HTML filtering of user supplied content
Scenario
Filtering HTML tags in user entered data is an important aspect of all
web based systems. It serves both to avoid security vunerabilities & allow
the site administrator control over what is displayed in the site. In
all WAF based applications I’ve worked on we’ve relied on the fact that
XSL transformers will automatically escape HTML tags unless you specifically
set the ‘disable-output-escaping’ attribute on the <xsl:value-of> tag.
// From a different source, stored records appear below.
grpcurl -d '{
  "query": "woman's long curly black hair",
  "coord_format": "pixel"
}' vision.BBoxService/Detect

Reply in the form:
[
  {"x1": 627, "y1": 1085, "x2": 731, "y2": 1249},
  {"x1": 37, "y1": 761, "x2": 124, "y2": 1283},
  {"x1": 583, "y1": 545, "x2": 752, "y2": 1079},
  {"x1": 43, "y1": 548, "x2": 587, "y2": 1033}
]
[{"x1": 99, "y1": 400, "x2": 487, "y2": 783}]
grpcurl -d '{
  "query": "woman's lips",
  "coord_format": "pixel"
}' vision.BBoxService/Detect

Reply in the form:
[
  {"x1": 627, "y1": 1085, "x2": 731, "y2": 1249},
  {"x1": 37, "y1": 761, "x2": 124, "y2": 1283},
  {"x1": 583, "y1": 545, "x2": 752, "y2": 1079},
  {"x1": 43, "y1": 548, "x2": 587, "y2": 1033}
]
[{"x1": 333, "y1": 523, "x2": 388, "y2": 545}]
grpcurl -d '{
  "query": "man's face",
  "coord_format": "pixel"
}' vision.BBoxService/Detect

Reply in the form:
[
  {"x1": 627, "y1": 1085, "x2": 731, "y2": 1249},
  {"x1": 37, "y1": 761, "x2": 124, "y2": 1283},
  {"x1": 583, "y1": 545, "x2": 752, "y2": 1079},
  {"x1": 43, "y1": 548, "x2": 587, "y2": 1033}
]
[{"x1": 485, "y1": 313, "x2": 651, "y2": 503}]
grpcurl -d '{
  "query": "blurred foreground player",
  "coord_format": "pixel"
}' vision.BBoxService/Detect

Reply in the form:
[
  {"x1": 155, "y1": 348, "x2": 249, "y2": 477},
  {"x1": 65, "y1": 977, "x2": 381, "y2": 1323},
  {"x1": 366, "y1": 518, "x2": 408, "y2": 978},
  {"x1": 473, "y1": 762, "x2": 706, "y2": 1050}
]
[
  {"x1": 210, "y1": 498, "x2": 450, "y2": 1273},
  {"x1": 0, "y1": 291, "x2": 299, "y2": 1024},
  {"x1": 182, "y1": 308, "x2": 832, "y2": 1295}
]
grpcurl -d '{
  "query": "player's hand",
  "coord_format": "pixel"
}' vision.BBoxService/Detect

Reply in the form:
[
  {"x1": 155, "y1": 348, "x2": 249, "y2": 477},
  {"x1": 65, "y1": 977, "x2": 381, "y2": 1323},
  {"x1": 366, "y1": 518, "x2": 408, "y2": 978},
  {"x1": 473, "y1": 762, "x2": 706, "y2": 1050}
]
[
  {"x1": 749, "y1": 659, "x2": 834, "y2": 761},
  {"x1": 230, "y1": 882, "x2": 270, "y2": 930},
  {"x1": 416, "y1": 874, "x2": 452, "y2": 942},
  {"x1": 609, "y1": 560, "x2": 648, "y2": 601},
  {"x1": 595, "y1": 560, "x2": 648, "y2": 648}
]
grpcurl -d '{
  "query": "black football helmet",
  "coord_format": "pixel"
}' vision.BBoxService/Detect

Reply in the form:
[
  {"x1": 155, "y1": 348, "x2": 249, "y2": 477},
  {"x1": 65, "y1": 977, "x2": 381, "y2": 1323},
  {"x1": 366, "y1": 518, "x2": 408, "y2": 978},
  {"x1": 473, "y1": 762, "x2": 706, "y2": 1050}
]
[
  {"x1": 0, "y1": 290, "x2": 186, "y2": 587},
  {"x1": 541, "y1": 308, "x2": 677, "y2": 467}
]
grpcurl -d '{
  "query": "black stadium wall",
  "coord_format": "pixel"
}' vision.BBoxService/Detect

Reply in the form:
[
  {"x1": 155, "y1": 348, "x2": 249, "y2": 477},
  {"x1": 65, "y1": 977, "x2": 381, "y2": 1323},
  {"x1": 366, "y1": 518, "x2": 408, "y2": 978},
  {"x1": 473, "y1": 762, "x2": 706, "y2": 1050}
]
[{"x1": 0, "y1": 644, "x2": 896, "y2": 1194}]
While this has the virtue of being simple & very safe by default, its
crude on / off action is increasingly becoming a source of problems,
particulary with CMS content items.
For an idea of how its hurting, consider the following situation:
- The Agenda content type has a number of text attributes:
- Location
- Attendees
- Subject
- Contact
- Summary
- Body text
Typically, the XSL only allows tags in the ‘body text’ attribute
to be rendered – everything else is escaped. - When entering some non-west european languages, text reads from
right-to-left instead of left-to-right. To achieve this in HTML
you need to add the dir=”rtl” to you tags. If a particular field
in a stylesheet only ever holds a single language, then this can
be done in the XSL stylesheet, however, there are occasions when a
single block of text has multiple languages interspersed. In this
case, the user must enter <span dir=”rtl”> tags themselves.
The combination of these two points creates a problem, because we only
want to allow HTML in certain fields, but we need to enter tags
in any field to set the text direction.
The only way out of this is to change the XSLT so that all fields
allow any HTML tag to be rendered. Which in turn implies we need to
filter HTML tags in user entered data.
Use cases
Before considering how to filter HTML, lets enumerate a few use cases:
- Allow tag with ‘rtl’ attribute
- Allow any block or inline tag with ‘rtl’ attribute
- Allow any tag, but no onXXX event tags
- Allow any tag in the HTML-4.0 Strict DTD.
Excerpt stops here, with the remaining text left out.